Gunns has threatened to log more native forests to feed its proposed pulp mill if the government reduces subsidies for plantations.
The Australian reports Gunns chairman John Gay as saying that the government’s plans to limit tax breaks for plantation managed investment schemes (MIS) would “destroy the forest industry”.
Gay added that cuts in plantation subsidies would make it far more difficult to build Gunns proposed pulp mill. “It would make it a lot, lot more difficult and we would have to have a lot more native forests available to us,” he told The Australian.
Under the existing scheme, investors in plantations can claim a 100% tax deduction on the cost of establishing trees in the first year. Cabinet is currently considering a cap on tax deduction, probably of A$6,500 per hectare for the first year, with remaining costs deductible in future years.
Gunns plans to start up the mill using 80% wood from native forests. Plantations are supposed to gradually replace this wood eventually providing 80% of the raw material for the mill. The Tasmanian Wilderness Society points out that Gunns’ Integrated Impact Assessment for the proposed pulp mill shows that forests from all over Tasmania will be fed into the mill or exported as wood chips.
“No forest outside of a conservation reserve will be safe if the pulp mill goes ahead,” says Wilderness Society’s Geoff Law. “Gunns has divided the state’s forests between the proposed pulp mill and its export-woodchip mills.”
The government claims that the pulp mill will not lead to increased logging, because it will use raw material that would otherwise be exported as wood chips. But Gunns’ 2005 Annual Report states that the pulp mill will be in addition to its wood chip exports: “The [pulp mill] project provides an ability for the Company to obtain an increase in the value of pulpwood through accessing the pulp market in addition to its current woodchip markets.” Currently, Gunns exports about 3.5 million t/yr of wood chips. In 2008, the company anticipates exporting a little over two million t/yr and using about 3.2 million t/yr in its pulp mill (according to the IIS – p.47).

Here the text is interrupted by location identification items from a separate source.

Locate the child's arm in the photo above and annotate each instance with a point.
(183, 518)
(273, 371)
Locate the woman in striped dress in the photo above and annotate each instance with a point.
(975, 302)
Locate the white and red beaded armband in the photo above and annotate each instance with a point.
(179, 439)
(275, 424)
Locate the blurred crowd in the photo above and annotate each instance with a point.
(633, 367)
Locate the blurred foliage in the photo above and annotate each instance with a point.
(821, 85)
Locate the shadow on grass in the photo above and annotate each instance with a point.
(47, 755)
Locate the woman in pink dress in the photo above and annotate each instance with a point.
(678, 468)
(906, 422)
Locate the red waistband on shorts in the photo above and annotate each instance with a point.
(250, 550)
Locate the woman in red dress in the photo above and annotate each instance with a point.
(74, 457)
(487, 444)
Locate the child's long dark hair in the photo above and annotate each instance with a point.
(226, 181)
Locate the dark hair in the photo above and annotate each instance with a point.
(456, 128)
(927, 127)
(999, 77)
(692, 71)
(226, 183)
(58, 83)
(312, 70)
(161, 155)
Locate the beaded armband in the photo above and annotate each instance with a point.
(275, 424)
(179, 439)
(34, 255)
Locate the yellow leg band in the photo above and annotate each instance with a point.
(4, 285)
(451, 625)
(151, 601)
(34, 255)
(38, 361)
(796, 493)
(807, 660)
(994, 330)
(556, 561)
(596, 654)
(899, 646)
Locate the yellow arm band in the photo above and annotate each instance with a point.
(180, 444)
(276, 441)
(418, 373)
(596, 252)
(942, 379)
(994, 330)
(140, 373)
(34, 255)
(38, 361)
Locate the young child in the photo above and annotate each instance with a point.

Gunns plans to export the pulp from its mill to China: “Industry forecasts indicate the demand for market bleached hardwood kraft pulp (BHKP) in China will grow strongly over the next decade.” However, with the capacity of pulp mills worldwide expanding, Gunns will face major competition. In the next two years almost 4.5 million tonnes new capacity will come on stream in Latin America, according to Pulp and Paper International (January 2006). PPI estimates that Chinese imports will accommodate only one-third of this growth.
A 2006 report by CommSec, the stockbroking part of the Commonwealth Bank, titled “Building a pulp mill is not the solution” points out that as a high-cost producer Gunns will not be able compete against cheaper pulp from Chile and Brazil.